Le mariage et la mort du fils

Amélie n'avait pu empêcher le mariage de son fils mais, après la chute de l'empire, malgré les pressions familiales, le jeune grand-duc refusa de se séparer de son épouse qui cumulait les inconvénients d'être la fille adoptive de l' "usurpateur" et catholique. D'abord très éloigné l'un de l'autre, Charles et Stéphanie s'étaient peu à peu rapprochés et de leur mariage étaient nés trois filles et deux fils dont l'aîné mourut au berceau dans des conditions étranges. La comtesse de Hochberg, veuve morganatique du feu grand-duc, fut soupçonnée d'avoir fait enlever le petit prince et de l'avoir échangé contre le corps sans vie d'un enfant mort-né.

La question de la succession au trône se posait d'autant plus que sa vie de débauche avait ruiné la santé du jeune grand-duc. En 1817, celui-ci décida que ses grands-oncles Hochberg seraient dynastes. Pour affermir les droits de l'aîné d'entre eux, on le maria prestement à la princesse Sophie de Suède, une fille de la reine Frédérique qui, vivant aux crochets de sa famille badoise, n'avait pu refuser cette union.

Le grand-duc mourut en 1818 à l'âge de 32 ans. Son oncle Louis lui succéda mais était resté célibataire. Il mourut en 1830 et Léopold de Hochberg lui succéda sans problème.

La grand-mère de l'Europe

Stéphanie, une belle-fille irréprochable
Une petite-fille et l'arrière-petit-fils d'Amélie : l'archiduchesse Sophie et le futur empereur François-Joseph

Retirée à Bruchsal, loin des intrigues de la cour depuis le mariage de son fils, Amélie se prit d'affection pour la belle-fille française qu'elle méprisait : Stéphanie de Beauharnais s'était montrée bonne épouse et mère attentive, elle fut une veuve irréprochable.

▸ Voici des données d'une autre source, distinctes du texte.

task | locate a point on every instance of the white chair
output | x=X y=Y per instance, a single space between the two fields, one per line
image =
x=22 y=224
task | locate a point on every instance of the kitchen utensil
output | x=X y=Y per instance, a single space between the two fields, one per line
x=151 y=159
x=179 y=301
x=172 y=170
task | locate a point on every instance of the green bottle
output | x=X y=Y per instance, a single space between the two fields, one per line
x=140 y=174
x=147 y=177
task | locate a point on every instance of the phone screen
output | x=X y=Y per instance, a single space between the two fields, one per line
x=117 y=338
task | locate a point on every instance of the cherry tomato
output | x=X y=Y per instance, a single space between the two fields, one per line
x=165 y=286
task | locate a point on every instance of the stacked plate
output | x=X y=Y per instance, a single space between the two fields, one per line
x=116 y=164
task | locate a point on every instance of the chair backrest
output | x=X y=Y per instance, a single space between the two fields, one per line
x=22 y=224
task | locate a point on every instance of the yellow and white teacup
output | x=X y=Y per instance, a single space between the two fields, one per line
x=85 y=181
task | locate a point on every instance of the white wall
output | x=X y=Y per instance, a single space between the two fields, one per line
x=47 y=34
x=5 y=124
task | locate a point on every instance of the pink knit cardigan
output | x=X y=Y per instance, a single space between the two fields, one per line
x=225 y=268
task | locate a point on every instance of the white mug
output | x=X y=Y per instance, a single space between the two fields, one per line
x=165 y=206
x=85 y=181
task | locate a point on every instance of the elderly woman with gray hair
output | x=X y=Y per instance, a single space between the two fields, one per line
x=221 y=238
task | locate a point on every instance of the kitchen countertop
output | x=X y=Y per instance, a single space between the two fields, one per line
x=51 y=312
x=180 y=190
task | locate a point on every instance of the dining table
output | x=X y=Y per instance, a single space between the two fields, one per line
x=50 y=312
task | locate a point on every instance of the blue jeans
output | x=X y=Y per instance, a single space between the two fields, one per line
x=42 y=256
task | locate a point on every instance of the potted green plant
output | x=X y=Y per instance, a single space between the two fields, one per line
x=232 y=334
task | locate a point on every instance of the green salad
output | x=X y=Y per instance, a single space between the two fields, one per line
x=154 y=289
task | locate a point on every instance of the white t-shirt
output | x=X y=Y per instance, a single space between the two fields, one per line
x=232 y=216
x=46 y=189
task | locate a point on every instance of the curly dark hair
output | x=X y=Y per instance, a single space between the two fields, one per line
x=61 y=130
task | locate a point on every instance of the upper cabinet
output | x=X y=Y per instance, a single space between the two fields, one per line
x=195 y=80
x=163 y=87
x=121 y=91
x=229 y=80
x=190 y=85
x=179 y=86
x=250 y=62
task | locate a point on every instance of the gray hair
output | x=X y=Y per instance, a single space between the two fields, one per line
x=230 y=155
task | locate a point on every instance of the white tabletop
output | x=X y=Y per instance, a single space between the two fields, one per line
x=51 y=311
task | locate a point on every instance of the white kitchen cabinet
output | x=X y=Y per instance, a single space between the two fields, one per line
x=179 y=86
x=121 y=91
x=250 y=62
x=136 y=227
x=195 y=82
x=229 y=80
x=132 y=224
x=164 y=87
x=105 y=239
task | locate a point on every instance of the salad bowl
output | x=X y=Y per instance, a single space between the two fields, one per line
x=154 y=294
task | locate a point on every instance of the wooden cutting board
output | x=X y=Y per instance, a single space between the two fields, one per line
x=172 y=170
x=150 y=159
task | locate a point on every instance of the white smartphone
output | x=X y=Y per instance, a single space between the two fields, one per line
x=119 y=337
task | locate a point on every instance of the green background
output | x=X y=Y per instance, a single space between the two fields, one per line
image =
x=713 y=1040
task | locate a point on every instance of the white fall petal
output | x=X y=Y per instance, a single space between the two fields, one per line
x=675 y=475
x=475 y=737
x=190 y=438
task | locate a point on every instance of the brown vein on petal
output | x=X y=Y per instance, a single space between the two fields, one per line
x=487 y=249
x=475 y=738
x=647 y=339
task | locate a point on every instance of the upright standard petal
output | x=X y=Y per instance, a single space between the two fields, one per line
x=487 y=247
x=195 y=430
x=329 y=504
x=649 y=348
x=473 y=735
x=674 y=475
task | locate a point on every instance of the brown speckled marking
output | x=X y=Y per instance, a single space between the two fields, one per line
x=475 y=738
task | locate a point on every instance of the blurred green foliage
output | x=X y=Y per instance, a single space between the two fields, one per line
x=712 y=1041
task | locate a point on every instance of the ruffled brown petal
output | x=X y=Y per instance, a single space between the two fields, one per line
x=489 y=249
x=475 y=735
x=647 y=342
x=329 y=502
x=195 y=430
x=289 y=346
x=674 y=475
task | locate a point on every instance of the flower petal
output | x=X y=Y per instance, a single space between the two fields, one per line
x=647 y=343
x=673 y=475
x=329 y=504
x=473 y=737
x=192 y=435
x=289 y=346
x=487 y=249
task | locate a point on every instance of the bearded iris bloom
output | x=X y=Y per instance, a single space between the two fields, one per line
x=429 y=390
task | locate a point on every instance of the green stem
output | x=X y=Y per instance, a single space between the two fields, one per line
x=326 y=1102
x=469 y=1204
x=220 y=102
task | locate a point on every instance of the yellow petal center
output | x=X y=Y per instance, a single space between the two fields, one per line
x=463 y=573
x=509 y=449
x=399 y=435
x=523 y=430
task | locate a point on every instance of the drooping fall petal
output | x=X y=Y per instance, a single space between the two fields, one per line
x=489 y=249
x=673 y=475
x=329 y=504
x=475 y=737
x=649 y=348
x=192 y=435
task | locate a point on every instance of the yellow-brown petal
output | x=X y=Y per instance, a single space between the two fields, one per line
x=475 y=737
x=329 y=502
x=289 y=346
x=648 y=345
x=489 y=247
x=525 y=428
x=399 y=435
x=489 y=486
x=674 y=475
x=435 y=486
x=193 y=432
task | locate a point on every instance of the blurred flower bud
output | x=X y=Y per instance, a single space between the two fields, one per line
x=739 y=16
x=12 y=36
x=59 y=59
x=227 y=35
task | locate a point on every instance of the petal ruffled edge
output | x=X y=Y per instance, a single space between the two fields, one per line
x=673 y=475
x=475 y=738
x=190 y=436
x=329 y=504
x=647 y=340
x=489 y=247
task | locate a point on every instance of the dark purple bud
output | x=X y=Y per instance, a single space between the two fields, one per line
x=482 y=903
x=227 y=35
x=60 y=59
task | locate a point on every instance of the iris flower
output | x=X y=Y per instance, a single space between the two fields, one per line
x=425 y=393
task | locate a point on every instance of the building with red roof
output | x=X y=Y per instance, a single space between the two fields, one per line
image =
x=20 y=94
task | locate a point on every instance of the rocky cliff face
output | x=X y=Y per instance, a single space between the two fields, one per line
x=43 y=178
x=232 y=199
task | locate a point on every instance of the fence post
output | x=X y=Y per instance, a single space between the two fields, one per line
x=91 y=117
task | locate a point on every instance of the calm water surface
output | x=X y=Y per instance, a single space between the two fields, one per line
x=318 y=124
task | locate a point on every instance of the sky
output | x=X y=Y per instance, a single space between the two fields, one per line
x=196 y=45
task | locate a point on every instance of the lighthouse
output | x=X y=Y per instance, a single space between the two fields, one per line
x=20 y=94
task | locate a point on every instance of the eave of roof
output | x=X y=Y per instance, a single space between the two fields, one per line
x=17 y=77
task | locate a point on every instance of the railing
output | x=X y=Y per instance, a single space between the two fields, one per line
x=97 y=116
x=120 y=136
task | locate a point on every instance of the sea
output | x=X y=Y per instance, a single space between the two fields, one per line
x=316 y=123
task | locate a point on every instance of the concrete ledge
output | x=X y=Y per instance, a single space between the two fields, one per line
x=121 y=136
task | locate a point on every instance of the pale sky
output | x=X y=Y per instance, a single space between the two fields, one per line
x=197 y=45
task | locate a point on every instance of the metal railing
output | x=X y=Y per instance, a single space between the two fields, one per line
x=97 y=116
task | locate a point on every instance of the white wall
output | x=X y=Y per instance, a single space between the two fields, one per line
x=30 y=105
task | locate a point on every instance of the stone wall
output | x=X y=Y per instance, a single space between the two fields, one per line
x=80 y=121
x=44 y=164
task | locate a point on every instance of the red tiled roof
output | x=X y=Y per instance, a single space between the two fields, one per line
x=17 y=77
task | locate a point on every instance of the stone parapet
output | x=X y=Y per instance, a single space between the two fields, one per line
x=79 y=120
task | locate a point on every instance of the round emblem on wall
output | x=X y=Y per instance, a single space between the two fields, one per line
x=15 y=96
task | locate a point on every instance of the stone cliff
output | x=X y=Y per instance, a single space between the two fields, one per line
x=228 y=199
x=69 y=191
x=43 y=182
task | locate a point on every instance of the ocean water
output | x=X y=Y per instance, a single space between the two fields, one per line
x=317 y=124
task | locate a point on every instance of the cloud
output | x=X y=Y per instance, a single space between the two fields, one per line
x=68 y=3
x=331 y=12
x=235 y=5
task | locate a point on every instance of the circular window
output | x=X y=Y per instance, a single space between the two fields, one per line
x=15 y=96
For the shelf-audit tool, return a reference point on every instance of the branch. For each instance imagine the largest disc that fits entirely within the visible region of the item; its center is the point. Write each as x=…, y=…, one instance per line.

Ayant fort brillamment marié ses filles, Amélie eut le bonheur de voir ses petites-filles occuper les trônes européens. Les filles de Caroline, Amélie et Marie, furent reines de Saxe, Élisabeth, reine de Prusse, et Sophie, en épousant en 1824 l'archiduc François-Charles d'Autriche, devint la mère de l'empereur François-Joseph Ier d'Autriche. La cadette, Ludovika, ne porta pas la couronne mais fut la mère de la célèbre Sissi, de la reine Marie de Naples et de la duchesse d'Alençon.

En 1830, la fille aînée de Charles, Louise de Bade, épousa son cousin Gustave, prince de Vasa, le fils aîné de la reine Frédérique, qu'Amélie continuait de présenter comme prince héritier de Suède au grand dam des Bernadotte. Joséphine de Bade se maria après la mort de sa grand-mère mais fut l'ancêtre des Maisons royales de Roumanie, de Belgique et grand-ducale de Luxembourg. Quant à Marie de Hesse, fille cadette de Wilhelmine, elle devint, comme sa tante Louise-Auguste, tsarine de Russie.

En 1828, un jeune garçon inconnu apparut en Bavière. Cet adolescent devint célèbre sous le nom de Kaspar Hauser et son histoire fit le tour de l'Europe. Ses protecteurs crurent reconnaître en lui le fils aîné du grand-duc Charles et de la grande-duchesse Stéphanie proclamé mort subitement en 1812. La grande-duchesse douairière Stéphanie, qui le vit de loin, lui trouva une certaine ressemblance avec son feu mari et fut convaincu qu'il était son fils. Le jeune homme fut assassiné en 1833 dans des conditions aussi mystérieuses que celles de son apparition.

Amélie ne vécut pas assez longtemps pour connaître la fin tragique de ce jeune homme énigmatique. Elle était décédée le à Bruchsal.